The Zoey Blog: Home Sweet Toilet Paper-Free Home FINAL - COVER UNIVERSE EXPLORERS ORDER


Saturday, August 22, 2009

Home Sweet Toilet Paper-Free Home

Close up Zoey blue eyes - zoo concert

Stumbled into the beach house probably less than an hour after the owners left...yeah, we were kinda in a hurry...and tripped headlong into a home with no toilet paper, weird food in the fridge, and some kind of bridge/railing type contraption built in the transition from backyard grass to beach. If you focus on the key word being "beach" then I suppose you can forgive the no toilet paper thing, amoungst other supposed transition infractions.

Home feels good, but not as good as gone felt, and not in any holiday sense, but more in some inarticulate "re-creation" way. In Hawaii we were new people. That's hard to fall away from.

So how is it that you can be restless mere instants after what many would call the trip of a lifetime? Sure, there's the standard lingering excitement and subsequent longing from a journey like that, but there's also the awakening such enterprises cause, and that's what's fueling this toilet paperless fire this morning. We can do better.

It's not that we don't love what we have, we do, and it's not that we don't consider ourselves wildly fortunate, because we do. It's just that we've woke up and noticed that not every day needs to look the same, in fact, shouldn't look the same. Like when you were in high school and you thought it was the best thing ever and then you got to college and high school sucked and then you left college and you realized how even that wasn't all that cool in comparison with being a full on independant adult...and on and on and on...nothing revelatory, just standard issue "oh, I see" type stuff. You know, take your sunglasses off for a minute and you'll see the colors much more clearly. Hawaii wasn't a once off, or a dream destination, it's just a destination with regular flights from a dozen different places. We can do better.

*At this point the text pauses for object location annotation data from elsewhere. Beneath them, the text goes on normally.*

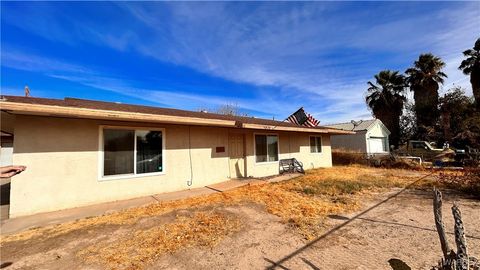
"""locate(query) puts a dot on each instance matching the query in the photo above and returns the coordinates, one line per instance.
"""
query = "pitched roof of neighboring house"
(91, 109)
(361, 125)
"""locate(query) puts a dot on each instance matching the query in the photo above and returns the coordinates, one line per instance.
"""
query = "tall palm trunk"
(475, 81)
(426, 104)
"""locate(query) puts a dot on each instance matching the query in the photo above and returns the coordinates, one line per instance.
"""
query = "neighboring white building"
(371, 137)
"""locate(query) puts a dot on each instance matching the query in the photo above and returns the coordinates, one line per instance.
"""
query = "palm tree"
(471, 66)
(424, 79)
(385, 98)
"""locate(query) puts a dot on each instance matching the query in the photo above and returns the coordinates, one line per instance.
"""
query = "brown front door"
(237, 156)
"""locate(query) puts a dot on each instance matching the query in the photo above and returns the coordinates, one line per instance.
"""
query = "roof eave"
(62, 111)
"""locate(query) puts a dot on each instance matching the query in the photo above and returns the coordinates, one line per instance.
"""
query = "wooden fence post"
(462, 260)
(437, 211)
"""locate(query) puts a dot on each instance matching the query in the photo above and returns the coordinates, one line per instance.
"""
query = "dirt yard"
(288, 224)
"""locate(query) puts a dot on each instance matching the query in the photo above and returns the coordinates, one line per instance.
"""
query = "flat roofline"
(33, 106)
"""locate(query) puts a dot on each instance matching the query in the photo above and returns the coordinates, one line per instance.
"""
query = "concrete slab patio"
(14, 225)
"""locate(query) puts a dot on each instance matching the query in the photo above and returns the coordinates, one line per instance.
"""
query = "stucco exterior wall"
(379, 131)
(63, 162)
(355, 142)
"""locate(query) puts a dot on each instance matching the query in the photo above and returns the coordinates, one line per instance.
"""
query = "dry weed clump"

But alas, for now, we're back and getting comfortable and watching Zo settle into everything that she used to know. A couple of good friends stopped by last night and everything seemed easy enough that we could take a deep breath and sigh...until Zo went to bed. She's still struggling with the transition from being wrapped up tight to not being wrapped at all, plus there's the whole "Do I live in Hawaii or Canada," thing which I'll admit has to be confusing. Toss in the three different beds in as many nights and I think she's supposed to have a hard time adjusting. Oh, and there's that dodgy jet lag issue too, I suppose. We'll just hold on tight for a few days and hope some consistency helps her out. What hasn't abated in the meantime is her separation anxiety, in fact, it's only worsened to include the occaisional bout with her Dad as well. I guess that's what living together in the same room for a month will do? I understand that it's normal, and that it will pass but you can't help but wonder if your parenting in exactly the right manner when your child loses their mind here and there. Last night Zoey looked like the most frightened kid on the planet when we let her cry it out, and just as we relay to others, she's as stubborn as it gets and can last a full hour with nothing accomplished but hives and a booger beard. Last night, the first night in the house, might not have been the best time to test out the Hootie method of parenting, "Let her Cry" should sometimes simply remain a song title and not a parenting lesson.

From this point forward I'm telling everyone we know well in advance to stop it...we're not in the market for parenting advice, even the good hearted kind. We're choosing to be aware and responsive parents...balanced ones at that...so Zoey will cry a little and be nurtured a lot and we'll likely ignore you more than her. How's that? Don't like it? Well, in Hawaii no one gave us parenting advice AND it was beautiful and amazing and fun and...endless and...so we can always find our way back there. I'd say so far we're doing a pretty good job. If there's a debate then I know a place where the sun shines every day and the only discussion is whether we eat sushi for dinner or maybe go watch the sunset over Ewa and eat late?

Just typing that makes me miss Hawaii, or maybe it's the being gone part? Either one feels better than no toilet paper.